Ryan Haryo Styawan, mahasiswa S3 di University College Cork, Irlandia, menekankan pentingnya solusi jangka panjang untuk mengatasi ketergantungan pada LPG melon. Ia mengusulkan pengembangan biogas sebagai alternatif energi domestik. Teknologi ini telah dikembangkan oleh para peneliti di Badan Riset dan Inovasi Nasional (BRIN), yang memanfaatkan gas metana dari sampah di tempat pembuangan akhir (TPA) untuk diubah menjadi biogas.

Sementara itu, Nugraha Akbar Nurrochmat, mahasiswa S3 di Warsaw University of Life Sciences, menyoroti kemungkinan transisi ke kompor listrik seperti yang telah diterapkan di banyak negara Eropa.
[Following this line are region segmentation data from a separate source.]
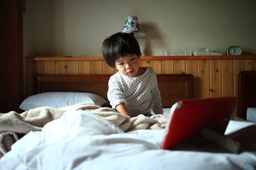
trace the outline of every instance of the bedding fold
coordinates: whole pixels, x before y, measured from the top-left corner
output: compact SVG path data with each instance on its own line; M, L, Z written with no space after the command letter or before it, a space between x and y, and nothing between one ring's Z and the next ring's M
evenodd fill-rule
M88 103L81 103L59 109L42 107L22 113L13 111L6 113L0 113L0 135L4 137L4 136L9 135L11 133L27 134L31 131L40 131L46 124L59 118L65 112L78 110L84 110L108 120L117 126L124 132L139 129L162 129L167 123L166 117L163 115L154 115L147 117L140 114L130 118L110 108L101 107ZM0 141L0 148L2 148L0 151L5 151L7 144L4 144Z

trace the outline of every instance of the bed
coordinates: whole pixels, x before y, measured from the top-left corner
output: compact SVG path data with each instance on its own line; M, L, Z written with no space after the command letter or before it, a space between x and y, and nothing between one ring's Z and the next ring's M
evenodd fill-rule
M194 98L192 75L158 75L164 115L131 118L108 107L106 92L110 76L37 75L35 95L89 92L106 102L98 104L102 106L82 102L5 113L12 115L12 126L2 126L4 122L0 119L0 132L17 141L0 159L0 169L255 169L256 155L252 151L233 154L182 147L159 149L170 107L179 100ZM25 135L20 137L23 133Z

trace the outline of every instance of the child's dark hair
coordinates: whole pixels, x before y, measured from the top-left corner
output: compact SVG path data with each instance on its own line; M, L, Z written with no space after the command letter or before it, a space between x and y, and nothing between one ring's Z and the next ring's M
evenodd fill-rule
M136 54L139 57L141 53L139 43L133 35L117 33L103 41L102 54L108 64L115 68L115 62L119 57L129 54Z

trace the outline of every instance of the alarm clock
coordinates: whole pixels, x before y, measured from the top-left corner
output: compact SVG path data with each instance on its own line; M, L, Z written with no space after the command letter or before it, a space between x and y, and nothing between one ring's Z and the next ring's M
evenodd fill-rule
M242 51L239 46L231 46L227 49L227 55L238 56L242 55Z

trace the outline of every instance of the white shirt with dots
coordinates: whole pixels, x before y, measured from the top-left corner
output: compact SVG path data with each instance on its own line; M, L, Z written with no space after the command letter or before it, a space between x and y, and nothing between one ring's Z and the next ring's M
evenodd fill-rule
M108 99L114 109L124 104L132 116L150 114L151 110L155 114L163 113L157 76L151 67L136 77L120 72L112 75L109 80Z

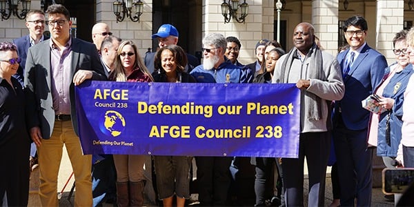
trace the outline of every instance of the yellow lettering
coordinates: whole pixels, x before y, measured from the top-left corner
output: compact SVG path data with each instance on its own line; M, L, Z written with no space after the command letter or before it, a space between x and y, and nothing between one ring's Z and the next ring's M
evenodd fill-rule
M145 114L148 109L148 105L144 101L138 101L138 113Z
M97 98L99 98L99 99L102 99L102 92L101 92L100 89L95 90L95 94L93 96L93 99L96 99Z

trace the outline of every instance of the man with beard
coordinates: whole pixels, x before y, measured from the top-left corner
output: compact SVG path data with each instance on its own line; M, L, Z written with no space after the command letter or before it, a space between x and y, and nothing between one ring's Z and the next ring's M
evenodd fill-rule
M101 46L105 37L112 35L109 26L106 23L99 22L95 23L92 28L92 41L97 46L98 52L101 54Z
M325 177L331 147L329 102L344 93L337 61L315 42L312 24L299 23L293 30L290 51L276 63L272 83L295 83L300 90L299 157L283 158L283 185L286 206L303 206L304 160L309 175L308 206L323 206Z
M253 75L225 57L227 47L221 34L206 34L203 39L203 64L190 73L199 83L250 83ZM226 206L233 157L196 157L199 201L201 206Z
Namun, ia menekankan bahwa pemerintah perlu meningkatkan kapasitas pembangkit listrik yang ada agar infrastruktur mendukung perubahan ini. Energi terbarukan dapat menjadi solusi yang ideal, bahkan jika memungkinkan, pembangunan pembangkit listrik tenaga nuklir dapat dipertimbangkan. Melihat kondisi di Eropa, pada 2021, Prancis menghasilkan 69% listriknya dari tenaga nuklir, sementara Finlandia (32,8%), Swedia (30,8%), dan Swiss (28,8%) juga mengandalkan sumber energi ini. Namun, pembangunan PLTN di Indonesia menghadapi tantangan besar, termasuk biaya tinggi, regulasi ketat, serta kekhawatiran terkait keselamatan dan lingkungan. Oleh karena itu, perencanaan matang dan edukasi publik sangat diperlukan.
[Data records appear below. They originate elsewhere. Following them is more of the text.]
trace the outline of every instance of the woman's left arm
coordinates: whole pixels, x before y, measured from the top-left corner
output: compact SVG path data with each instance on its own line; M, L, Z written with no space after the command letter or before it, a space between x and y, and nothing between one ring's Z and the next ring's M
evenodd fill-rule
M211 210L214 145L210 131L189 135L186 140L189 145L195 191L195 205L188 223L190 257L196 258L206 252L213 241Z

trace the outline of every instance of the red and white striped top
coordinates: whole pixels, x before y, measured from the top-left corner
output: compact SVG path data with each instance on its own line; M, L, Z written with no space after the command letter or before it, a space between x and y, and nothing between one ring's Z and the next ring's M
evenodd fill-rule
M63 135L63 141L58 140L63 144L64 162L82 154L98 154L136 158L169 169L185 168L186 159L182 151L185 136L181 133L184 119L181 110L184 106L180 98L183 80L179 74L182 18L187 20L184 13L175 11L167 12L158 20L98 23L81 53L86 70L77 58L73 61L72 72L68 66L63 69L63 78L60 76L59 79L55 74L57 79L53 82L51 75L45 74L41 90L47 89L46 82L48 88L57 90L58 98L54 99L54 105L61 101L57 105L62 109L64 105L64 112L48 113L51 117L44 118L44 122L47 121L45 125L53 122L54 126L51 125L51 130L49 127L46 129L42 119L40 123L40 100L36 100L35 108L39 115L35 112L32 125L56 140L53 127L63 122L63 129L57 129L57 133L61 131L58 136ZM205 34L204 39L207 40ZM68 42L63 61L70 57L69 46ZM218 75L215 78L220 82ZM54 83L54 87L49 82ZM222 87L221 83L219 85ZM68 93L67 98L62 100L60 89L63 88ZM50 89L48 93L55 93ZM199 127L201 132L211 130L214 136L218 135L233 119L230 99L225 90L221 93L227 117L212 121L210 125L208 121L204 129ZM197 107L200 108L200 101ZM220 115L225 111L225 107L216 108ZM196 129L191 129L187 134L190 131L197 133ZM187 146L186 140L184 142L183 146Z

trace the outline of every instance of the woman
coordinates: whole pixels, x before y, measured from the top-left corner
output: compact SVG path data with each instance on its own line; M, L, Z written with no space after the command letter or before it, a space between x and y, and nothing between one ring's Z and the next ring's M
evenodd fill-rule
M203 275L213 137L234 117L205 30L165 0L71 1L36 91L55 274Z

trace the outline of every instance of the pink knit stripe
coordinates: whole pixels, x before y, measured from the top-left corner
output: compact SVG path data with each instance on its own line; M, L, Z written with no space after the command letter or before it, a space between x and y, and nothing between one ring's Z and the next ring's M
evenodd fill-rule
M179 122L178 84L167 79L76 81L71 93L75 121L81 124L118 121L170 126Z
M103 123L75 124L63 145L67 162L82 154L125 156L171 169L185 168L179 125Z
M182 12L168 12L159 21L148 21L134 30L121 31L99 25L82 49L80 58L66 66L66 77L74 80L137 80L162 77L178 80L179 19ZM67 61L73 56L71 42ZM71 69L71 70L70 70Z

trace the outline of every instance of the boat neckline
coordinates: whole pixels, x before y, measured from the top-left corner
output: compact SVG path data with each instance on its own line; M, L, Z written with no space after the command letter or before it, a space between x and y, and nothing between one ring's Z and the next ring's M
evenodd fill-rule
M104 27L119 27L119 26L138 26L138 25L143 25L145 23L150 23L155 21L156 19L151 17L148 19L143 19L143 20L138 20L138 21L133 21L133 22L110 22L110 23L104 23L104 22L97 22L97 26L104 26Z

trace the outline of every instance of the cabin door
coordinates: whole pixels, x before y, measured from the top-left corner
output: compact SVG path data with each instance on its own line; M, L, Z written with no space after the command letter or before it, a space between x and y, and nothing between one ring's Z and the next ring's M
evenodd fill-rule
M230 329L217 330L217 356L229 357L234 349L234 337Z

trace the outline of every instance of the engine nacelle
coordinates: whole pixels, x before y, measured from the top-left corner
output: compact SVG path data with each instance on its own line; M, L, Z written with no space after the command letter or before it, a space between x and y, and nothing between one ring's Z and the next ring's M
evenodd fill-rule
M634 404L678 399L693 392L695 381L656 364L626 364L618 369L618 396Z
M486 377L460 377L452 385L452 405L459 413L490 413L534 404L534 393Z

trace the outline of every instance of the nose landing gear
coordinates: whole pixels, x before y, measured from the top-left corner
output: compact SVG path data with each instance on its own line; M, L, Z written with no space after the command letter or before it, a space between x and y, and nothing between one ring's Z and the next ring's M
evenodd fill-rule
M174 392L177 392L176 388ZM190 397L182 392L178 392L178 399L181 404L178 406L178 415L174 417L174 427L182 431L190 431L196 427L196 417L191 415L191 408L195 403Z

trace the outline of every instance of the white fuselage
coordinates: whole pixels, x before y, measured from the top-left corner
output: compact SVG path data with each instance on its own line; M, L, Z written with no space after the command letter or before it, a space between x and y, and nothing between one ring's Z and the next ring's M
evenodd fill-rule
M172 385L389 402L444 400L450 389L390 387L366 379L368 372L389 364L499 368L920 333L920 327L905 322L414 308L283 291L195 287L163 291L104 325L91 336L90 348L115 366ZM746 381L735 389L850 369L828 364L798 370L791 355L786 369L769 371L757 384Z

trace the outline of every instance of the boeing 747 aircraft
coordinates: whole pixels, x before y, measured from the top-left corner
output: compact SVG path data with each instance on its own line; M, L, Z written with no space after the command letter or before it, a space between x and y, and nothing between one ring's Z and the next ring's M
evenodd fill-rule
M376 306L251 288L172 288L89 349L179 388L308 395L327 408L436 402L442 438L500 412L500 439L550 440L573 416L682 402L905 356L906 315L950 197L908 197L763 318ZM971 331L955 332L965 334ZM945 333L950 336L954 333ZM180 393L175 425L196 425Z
Koordinator PPI Dunia, Adhie Marhadi, menegaskan bahwa negara memiliki kewajiban untuk memenuhi kebutuhan masyarakat, khususnya dalam hal pasokan gas LPG. Hal ini sejalan dengan berbagai regulasi yang telah ditetapkan, termasuk Undang-Undang No. 22 Tahun 2001 tentang Minyak dan Gas Bumi, Peraturan Presiden No. 5 Tahun 2006 tentang Kebijakan Energi Nasional, Perpres No. 104 Tahun 2007 mengenai Penyediaan, Pendistribusian, dan Penetapan Harga LPG Tabung 3 Kg, serta Peraturan Menteri ESDM No. 26 Tahun 2009 yang mengatur penyediaan dan distribusi LPG.

Adhie, yang saat ini tengah menempuh pendidikan doktoral di Hungarian University of Agricultural and Life Sciences, juga menyoroti bagaimana negara-negara Eropa sangat serius dalam berinvestasi di sektor energi guna mengantisipasi potensi krisis. Dalam beberapa tahun terakhir, kawasan Eropa mengalami lonjakan signifikan dalam pembangunan pembangkit listrik berbasis energi terbarukan. Data terbaru menunjukkan bahwa pada tahun 2024, pembangkit listrik tenaga surya (PLTS) di Uni Eropa menyumbang 11% dari total produksi listrik, melampaui kontribusi pembangkit listrik tenaga uap (PLTU) berbahan bakar batu bara yang hanya mencapai 10%.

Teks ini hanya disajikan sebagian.